Call to destroy state's 400,000 blood samples

Sunday Mail
29 June 2003

http://www.theadvertiser.news.com.au/printpage/0,5942,6669663,00.html

 

CIVIL libertarians have called for hundreds of thousands of genetic samples taken from babies in South Australia to be destroyed.

About 400,000 blood samples from every baby born in South Australia since 1980 are in storage as a genetic medical record.

Access to similar material by a detective using a search warrant in Western Australia proved a suspected case of incest.

However, it sparked a privacy outcry over the use of such material in criminal cases, resulting in the records kept at Perth Hospital being destroyed.

Australian Council of Civil Liberties president Terry O'Gorman has called for the South Australian samples to be destroyed to prevent them being used for criminal or insurance investigations.

"There is a huge genetic database in South Australia . . . and it is fundamentally wrong it could be used for law enforcement," he said.

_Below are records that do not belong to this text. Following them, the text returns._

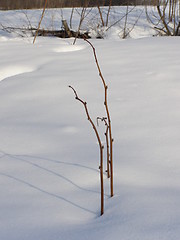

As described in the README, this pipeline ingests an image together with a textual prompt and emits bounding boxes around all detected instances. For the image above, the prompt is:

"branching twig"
[69,86,104,215]
[33,0,48,44]
[84,39,114,197]
[97,117,110,178]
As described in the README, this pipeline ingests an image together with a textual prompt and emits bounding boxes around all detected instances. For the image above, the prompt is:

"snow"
[0,6,180,240]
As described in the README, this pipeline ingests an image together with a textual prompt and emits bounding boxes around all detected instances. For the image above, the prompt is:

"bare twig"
[84,39,114,197]
[97,117,110,178]
[33,0,48,44]
[69,86,104,215]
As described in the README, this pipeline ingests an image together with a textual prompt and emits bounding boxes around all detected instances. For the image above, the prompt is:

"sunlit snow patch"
[0,66,34,81]
[54,45,85,52]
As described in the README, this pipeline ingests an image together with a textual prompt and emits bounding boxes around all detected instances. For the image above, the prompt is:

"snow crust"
[0,7,180,240]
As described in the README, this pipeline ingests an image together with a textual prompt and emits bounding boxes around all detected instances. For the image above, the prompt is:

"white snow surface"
[0,6,180,240]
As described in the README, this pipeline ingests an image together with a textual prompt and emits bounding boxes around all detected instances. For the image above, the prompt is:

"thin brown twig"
[69,86,104,215]
[97,117,110,178]
[84,38,114,197]
[33,0,48,44]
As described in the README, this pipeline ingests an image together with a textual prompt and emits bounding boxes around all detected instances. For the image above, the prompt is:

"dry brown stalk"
[33,0,48,44]
[84,39,114,197]
[69,86,104,215]
[97,117,110,178]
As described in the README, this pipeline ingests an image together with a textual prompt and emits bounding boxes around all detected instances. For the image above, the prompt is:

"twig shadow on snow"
[0,150,104,194]
[0,172,96,214]
[0,150,106,214]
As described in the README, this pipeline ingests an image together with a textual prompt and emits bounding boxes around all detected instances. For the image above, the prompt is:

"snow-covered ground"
[0,6,180,240]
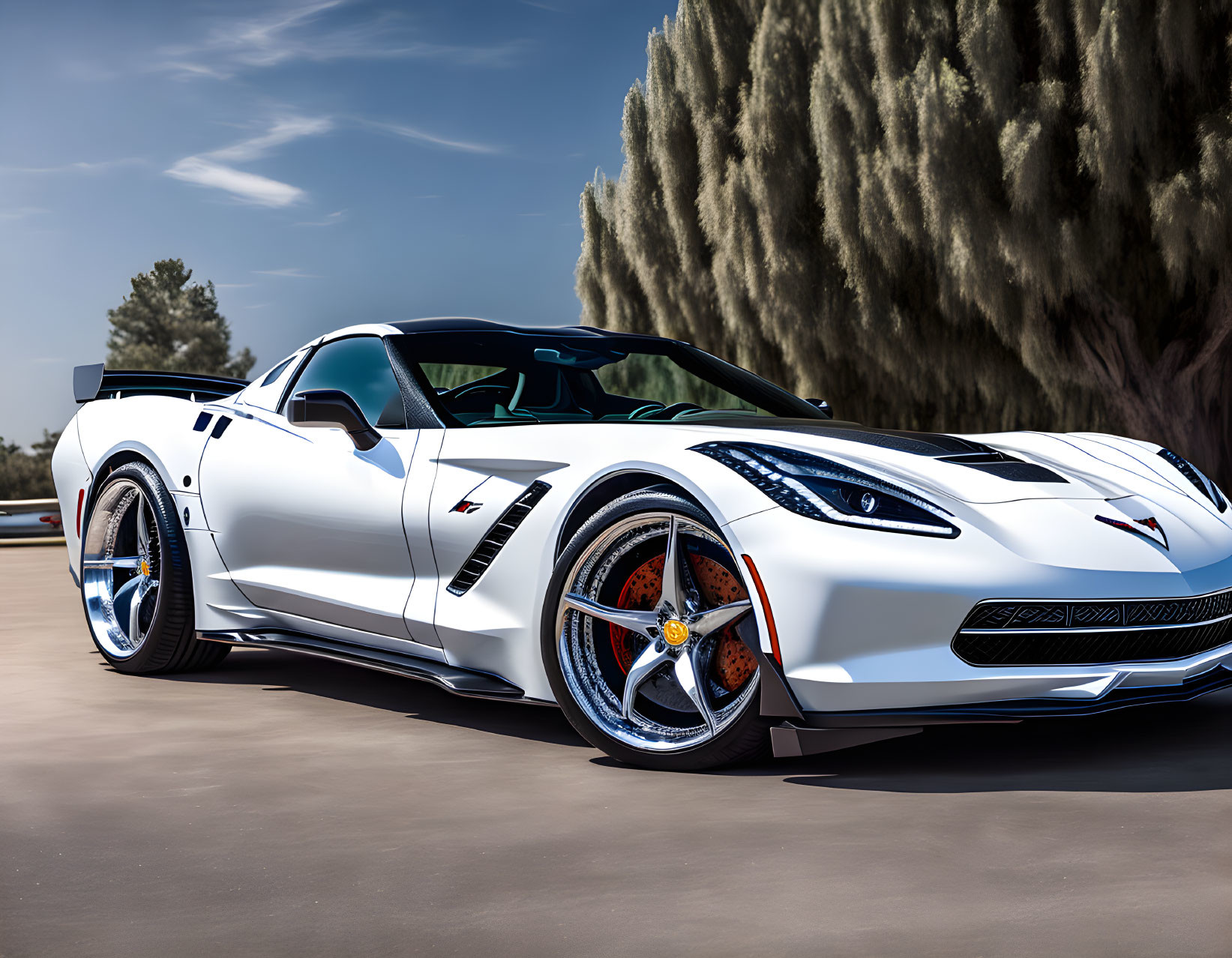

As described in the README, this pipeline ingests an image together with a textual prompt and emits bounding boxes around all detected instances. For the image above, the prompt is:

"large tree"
[107,260,255,378]
[577,0,1232,484]
[0,430,61,501]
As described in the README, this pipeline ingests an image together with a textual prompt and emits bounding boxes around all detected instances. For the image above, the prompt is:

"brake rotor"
[609,555,757,692]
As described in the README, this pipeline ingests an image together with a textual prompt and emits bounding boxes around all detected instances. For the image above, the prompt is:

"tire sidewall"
[81,462,193,674]
[541,490,769,771]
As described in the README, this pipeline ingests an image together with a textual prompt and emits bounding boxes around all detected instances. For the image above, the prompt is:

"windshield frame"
[385,329,829,429]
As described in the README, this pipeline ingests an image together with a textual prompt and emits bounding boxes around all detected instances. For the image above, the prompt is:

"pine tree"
[577,0,1232,484]
[106,260,255,378]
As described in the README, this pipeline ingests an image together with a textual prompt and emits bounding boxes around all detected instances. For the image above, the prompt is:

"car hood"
[690,418,1232,515]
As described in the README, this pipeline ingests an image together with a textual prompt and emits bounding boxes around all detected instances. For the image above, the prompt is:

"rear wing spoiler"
[73,362,249,403]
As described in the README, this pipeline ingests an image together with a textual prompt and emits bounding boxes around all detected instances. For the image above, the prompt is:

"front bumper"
[726,500,1232,714]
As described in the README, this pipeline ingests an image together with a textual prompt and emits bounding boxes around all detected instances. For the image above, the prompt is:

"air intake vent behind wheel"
[446,480,552,596]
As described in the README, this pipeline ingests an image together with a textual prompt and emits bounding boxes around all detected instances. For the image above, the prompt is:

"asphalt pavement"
[0,546,1232,958]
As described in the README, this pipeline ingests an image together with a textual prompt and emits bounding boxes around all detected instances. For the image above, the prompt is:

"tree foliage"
[0,430,61,501]
[577,0,1232,483]
[107,260,255,378]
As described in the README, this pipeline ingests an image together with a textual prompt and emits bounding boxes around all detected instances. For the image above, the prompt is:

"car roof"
[305,316,675,347]
[385,316,659,339]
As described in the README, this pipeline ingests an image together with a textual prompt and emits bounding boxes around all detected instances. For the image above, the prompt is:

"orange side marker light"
[740,555,782,665]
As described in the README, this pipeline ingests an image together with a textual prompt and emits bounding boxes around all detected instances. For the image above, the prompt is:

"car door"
[201,336,424,642]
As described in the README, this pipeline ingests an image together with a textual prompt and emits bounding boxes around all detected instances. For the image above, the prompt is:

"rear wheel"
[81,462,230,675]
[544,490,770,771]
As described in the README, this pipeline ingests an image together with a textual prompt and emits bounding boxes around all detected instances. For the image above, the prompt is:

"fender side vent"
[446,479,552,596]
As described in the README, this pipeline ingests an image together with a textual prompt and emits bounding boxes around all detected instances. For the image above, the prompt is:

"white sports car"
[53,319,1232,770]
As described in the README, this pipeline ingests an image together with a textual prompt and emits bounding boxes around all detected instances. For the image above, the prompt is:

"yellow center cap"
[663,618,688,645]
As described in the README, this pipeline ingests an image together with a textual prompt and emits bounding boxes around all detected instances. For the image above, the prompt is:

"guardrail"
[0,498,64,546]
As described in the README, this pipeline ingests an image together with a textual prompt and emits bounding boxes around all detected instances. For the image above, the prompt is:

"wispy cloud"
[253,266,320,280]
[166,157,304,207]
[205,117,334,163]
[0,157,145,174]
[154,0,526,80]
[358,119,504,154]
[165,117,333,207]
[295,209,346,226]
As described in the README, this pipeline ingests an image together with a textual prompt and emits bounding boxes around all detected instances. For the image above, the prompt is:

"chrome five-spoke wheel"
[81,479,161,659]
[554,494,757,767]
[81,462,230,675]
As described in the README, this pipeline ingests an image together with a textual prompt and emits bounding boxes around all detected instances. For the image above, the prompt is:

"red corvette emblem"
[1096,516,1168,549]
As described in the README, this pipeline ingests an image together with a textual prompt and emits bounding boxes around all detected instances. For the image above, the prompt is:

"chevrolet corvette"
[53,319,1232,770]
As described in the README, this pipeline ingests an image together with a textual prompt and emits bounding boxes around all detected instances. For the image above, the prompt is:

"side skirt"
[197,630,535,705]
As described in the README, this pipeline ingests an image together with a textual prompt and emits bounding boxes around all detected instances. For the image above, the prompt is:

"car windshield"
[389,330,822,426]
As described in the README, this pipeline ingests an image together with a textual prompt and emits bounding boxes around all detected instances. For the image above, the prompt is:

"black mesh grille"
[446,480,552,596]
[952,590,1232,665]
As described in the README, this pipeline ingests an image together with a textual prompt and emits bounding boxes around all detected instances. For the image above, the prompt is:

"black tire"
[541,489,774,772]
[81,462,230,675]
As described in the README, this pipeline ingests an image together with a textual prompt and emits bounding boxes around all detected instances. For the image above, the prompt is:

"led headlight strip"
[1159,450,1228,512]
[692,442,958,539]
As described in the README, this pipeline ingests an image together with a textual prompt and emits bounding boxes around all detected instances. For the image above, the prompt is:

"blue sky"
[0,0,675,443]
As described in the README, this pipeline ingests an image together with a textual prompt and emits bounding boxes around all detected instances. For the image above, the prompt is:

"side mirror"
[287,389,381,452]
[805,399,834,419]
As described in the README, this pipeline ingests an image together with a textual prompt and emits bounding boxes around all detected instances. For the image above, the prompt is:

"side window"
[289,336,406,429]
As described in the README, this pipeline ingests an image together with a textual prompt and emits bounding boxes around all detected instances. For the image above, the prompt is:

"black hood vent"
[709,416,1069,483]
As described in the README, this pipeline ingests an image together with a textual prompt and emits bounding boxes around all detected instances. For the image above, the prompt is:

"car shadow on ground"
[151,649,1232,795]
[769,693,1232,795]
[148,649,590,749]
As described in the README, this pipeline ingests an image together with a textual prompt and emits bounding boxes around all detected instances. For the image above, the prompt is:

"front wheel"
[81,462,230,675]
[544,490,770,771]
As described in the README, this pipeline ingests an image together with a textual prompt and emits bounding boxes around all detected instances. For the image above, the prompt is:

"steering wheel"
[441,383,512,399]
[644,403,706,420]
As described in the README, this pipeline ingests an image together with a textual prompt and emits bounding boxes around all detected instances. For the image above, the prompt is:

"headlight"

"People will object to the idea that a test done on a newborn for medical reasons could be used later in life for other reasons."

The Neonatal Screening Test, also known as the Guthrie Test, was introduced to South Australia in 1966 but samples are in storage from 1980 onwards because of difficulty in identifying the earlier samples.

The future of the material is under review.

Women's and Children's Hospital acting head of chemical pathology Dr Janice Fletcher said it was vital to retain the material for about 50 years for reasons that included quality control.

"In the US they destroy them so mistakes cannot be checked but we keep them because we want to know if we got something wrong," Dr Fletcher said.

"We would not expect unauthorised use here because we have laws that allow police to take specimens from suspects."

Dr Fletcher noted that keeping the tests allowed doctors to go back and recheck samples as new medical tests became available.

"Three times in South Australia we have used new tests on old samples to diagnose a condition where a child has died and that has lifted a huge burden of guilt off the parents," she said.

"In a case in Victoria where a child vanished, the Guthrie sample was used to confirm the identity of remains which were found, giving the parents closure.

"We are not storing them for evil purposes or to become a police state – we store them for good medical reasons." The blood taken from the heel of newborn infants is used to check for about 30 medical conditions such as cystic fibrosis, often before any harm is done or symptoms are apparent.

About 1 in 800 babies is diagnosed by the test to have a condition that benefits from early detection and parents are given a leaflet explaining the test.

The blood, swabbed on to special paper, is kept at the WCH for about three years then transferred to the State Records Office with strictly limited access.

Parents can request that the cards and samples be used by researchers if approved by the WCH Ethics Committee on condition identification is removed.

Only three sets of parents have asked for the return of the cards in the past eight years.

The Australian Law Reform Commission has made a series of recommendations to increase the security of genetic material and the State Privacy Committee and departmental Ethics Committee are reviewing the situation.

Health Minister Lea Stevens is awaiting recommendations from the reviews.

The Human Genetic Society of Australia also has made draft recommendations in favour of keeping such material but under strict conditions limiting access.

Victim Support Service spokesman David Kerr said his initial reaction was that the samples could be used as a DNA database to solve crimes.

"However, on reflection, I think they should be destroyed because using them for other reasons would breach all sorts of principles," he said.